Let $$\lambda \in \mathbb{Z}$$, $$\vec{a} = \lambda \hat{i} + \hat{j} - \hat{k}$$ and $$\vec{b} = 3\hat{i} - \hat{j} + 2\hat{k}$$. Let $$\vec{c}$$ be a vector such that $$(\vec{a} + \vec{b}) \times \vec{c} = 0$$, $$\vec{a} \cdot \vec{c} = -17$$ and $$\vec{b} \cdot \vec{c} = -20$$. Then $$|\vec{c} \times (\lambda\hat{i} + \hat{j} + \hat{k})|^2$$ is equal to

Given: $$\vec{a} = \lambda\hat{i} + \hat{j} - \hat{k}$$, $$\vec{b} = 3\hat{i} - \hat{j} + 2\hat{k}$$, $$\lambda \in \mathbb{Z}$$.

$$(\vec{a} + \vec{b}) \times \vec{c} = \vec{0}$$, $$\vec{a} \cdot \vec{c} = -17$$, $$\vec{b} \cdot \vec{c} = -20$$.

$$\vec{a} + \vec{b} = (\lambda+3)\hat{i} + 0\hat{j} + \hat{k}$$

So $$\vec{c} = t[(\lambda+3)\hat{i} + 0\hat{j} + \hat{k}]$$ for some scalar $$t$$.

$$\vec{a} \cdot \vec{c} = t[\lambda(\lambda+3) + 0 - 1] = t[\lambda^2 + 3\lambda - 1] = -17$$ ... (i)

$$\vec{b} \cdot \vec{c} = t[3(\lambda+3) + 0 + 2] = t[3\lambda + 11] = -20$$ ... (ii)

From (i)/(ii): $$\frac{\lambda^2 + 3\lambda - 1}{3\lambda + 11} = \frac{17}{20}$$

$$20(\lambda^2 + 3\lambda - 1) = 17(3\lambda + 11)$$

$$20\lambda^2 + 60\lambda - 20 = 51\lambda + 187$$

$$20\lambda^2 + 9\lambda - 207 = 0$$

Using the quadratic formula: $$\lambda = \frac{-9 \pm \sqrt{81 + 4 \cdot 20 \cdot 207}}{40} = \frac{-9 \pm \sqrt{81 + 16560}}{40} = \frac{-9 \pm \sqrt{16641}}{40} = \frac{-9 \pm 129}{40}$$

$$\lambda = \frac{120}{40} = 3$$ or $$\lambda = \frac{-138}{40}$$ (not an integer).

So $$\lambda = 3$$.

From (ii): $$t(9 + 11) = -20$$, so $$t = -1$$.
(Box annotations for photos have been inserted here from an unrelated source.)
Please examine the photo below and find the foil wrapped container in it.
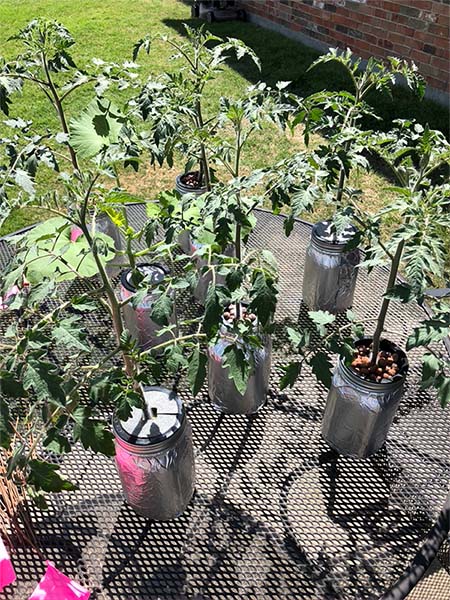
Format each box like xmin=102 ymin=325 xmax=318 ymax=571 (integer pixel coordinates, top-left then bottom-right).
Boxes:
xmin=113 ymin=386 xmax=195 ymax=521
xmin=119 ymin=263 xmax=175 ymax=350
xmin=322 ymin=344 xmax=405 ymax=458
xmin=208 ymin=331 xmax=272 ymax=415
xmin=95 ymin=213 xmax=126 ymax=277
xmin=302 ymin=221 xmax=360 ymax=314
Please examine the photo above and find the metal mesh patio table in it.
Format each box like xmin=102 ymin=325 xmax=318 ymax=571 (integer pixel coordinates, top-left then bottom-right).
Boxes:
xmin=0 ymin=205 xmax=450 ymax=600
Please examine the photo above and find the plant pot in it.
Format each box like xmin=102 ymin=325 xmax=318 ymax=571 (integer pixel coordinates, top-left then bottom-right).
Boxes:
xmin=208 ymin=327 xmax=272 ymax=415
xmin=120 ymin=263 xmax=175 ymax=350
xmin=302 ymin=221 xmax=360 ymax=314
xmin=322 ymin=340 xmax=408 ymax=458
xmin=113 ymin=386 xmax=195 ymax=521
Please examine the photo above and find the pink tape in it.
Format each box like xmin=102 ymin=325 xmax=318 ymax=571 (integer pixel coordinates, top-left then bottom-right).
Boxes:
xmin=0 ymin=537 xmax=16 ymax=592
xmin=28 ymin=561 xmax=91 ymax=600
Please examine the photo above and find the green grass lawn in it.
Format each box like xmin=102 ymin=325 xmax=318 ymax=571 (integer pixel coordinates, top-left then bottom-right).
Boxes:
xmin=0 ymin=0 xmax=449 ymax=250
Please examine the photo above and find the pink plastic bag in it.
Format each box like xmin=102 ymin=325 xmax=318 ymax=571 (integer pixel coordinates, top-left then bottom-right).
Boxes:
xmin=0 ymin=537 xmax=16 ymax=592
xmin=28 ymin=561 xmax=91 ymax=600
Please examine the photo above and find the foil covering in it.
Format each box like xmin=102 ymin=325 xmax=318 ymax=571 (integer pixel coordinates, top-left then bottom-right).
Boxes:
xmin=208 ymin=334 xmax=272 ymax=415
xmin=116 ymin=419 xmax=195 ymax=521
xmin=322 ymin=361 xmax=404 ymax=458
xmin=302 ymin=233 xmax=360 ymax=314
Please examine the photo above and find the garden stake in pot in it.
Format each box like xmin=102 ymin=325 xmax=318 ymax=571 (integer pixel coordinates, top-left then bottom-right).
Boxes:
xmin=113 ymin=386 xmax=195 ymax=521
xmin=322 ymin=340 xmax=408 ymax=458
xmin=120 ymin=264 xmax=175 ymax=350
xmin=302 ymin=221 xmax=360 ymax=314
xmin=281 ymin=121 xmax=450 ymax=457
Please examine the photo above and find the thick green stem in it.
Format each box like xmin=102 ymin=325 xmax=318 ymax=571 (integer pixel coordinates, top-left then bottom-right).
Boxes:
xmin=196 ymin=100 xmax=211 ymax=192
xmin=371 ymin=240 xmax=405 ymax=365
xmin=42 ymin=54 xmax=80 ymax=171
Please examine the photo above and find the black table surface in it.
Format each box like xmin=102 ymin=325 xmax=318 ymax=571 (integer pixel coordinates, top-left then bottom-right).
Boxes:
xmin=0 ymin=205 xmax=450 ymax=600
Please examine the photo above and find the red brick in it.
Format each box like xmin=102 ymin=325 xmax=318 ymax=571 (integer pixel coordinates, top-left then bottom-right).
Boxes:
xmin=431 ymin=56 xmax=450 ymax=73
$$\vec{c} = -1 \cdot (6\hat{i} + 0\hat{j} + \hat{k}) = -6\hat{i} - \hat{k}$$

Verify: $$\vec{a} \cdot \vec{c} = 3(-6) + 1(0) + (-1)(-1) = -18 + 1 = -17$$ ✓

$$\lambda\hat{i} + \hat{j} + \hat{k} = 3\hat{i} + \hat{j} + \hat{k}$$

$$\vec{c} \times (3\hat{i} + \hat{j} + \hat{k}) = \begin{vmatrix} \hat{i} & \hat{j} & \hat{k} \\ -6 & 0 & -1 \\ 3 & 1 & 1 \end{vmatrix}$$

$$= \hat{i}(0+1) - \hat{j}(-6+3) + \hat{k}(-6-0) = \hat{i}(1) - \hat{j}(-3) + \hat{k}(-6) = \hat{i} + 3\hat{j} - 6\hat{k}$$

$$|\vec{c} \times (3\hat{i} + \hat{j} + \hat{k})|^2 = 1 + 9 + 36 = 46$$

The correct answer is Option A: $$46$$.